Performance is optimal when wave energy exceeds turbulence energy.

The technique enables detailed turbulence analysis with minimal wave contamination.

Abstract

Separating the effects of waves and turbulence in oceanographic time series is an ongoing challenge because surface wave motion and turbulence fluctuations can occur at overlapping frequencies. Therefore, simple bandpass filters cannot effectively separate their dynamics. While more advanced decomposition techniques have been developed, they often entail restrictive assumptions about the wave and turbulence interactions, require synchronized measurements, and/or only decompose the signal spectrally without a time-series reconstruction. We present our new wave-turbulence decomposition technique which uses dynamic mode decomposition (DMD). The technique is signal-agnostic so it can be applied to any time series, and our only assumptions are that the waves and turbulence can be separated and that the waves are the most coherent features in the signal. Our approach requires minimal tuning, where the main user input is the wave frequency range of interest. To demonstrate the method, we apply it to synthetic, field, and laboratory data, and compare the results to other mode-based decomposition methods.
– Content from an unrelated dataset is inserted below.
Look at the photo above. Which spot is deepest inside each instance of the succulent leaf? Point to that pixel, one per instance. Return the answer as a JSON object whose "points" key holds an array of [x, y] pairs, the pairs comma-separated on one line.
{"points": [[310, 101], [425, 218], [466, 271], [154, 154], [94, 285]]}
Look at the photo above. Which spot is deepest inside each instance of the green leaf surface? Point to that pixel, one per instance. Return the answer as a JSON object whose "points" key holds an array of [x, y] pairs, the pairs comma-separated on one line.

A sensitivity analysis on the synthetic data shows that the most sensitive parameter to the accuracy is the rank truncation in the DMD, and that the decomposition performs the best when the wave energy in the signal is of equal or greater magnitude than that of the turbulence. Given the accuracy of our decomposition, we are able to analyze the velocity autocorrelation of the separated turbulence time series with minimal wave contamination. Overall, our decomposition method outperforms the other decomposition methods and provides for robust separation of the waves and turbulence, demonstrating wide applicability to ocean signal processing.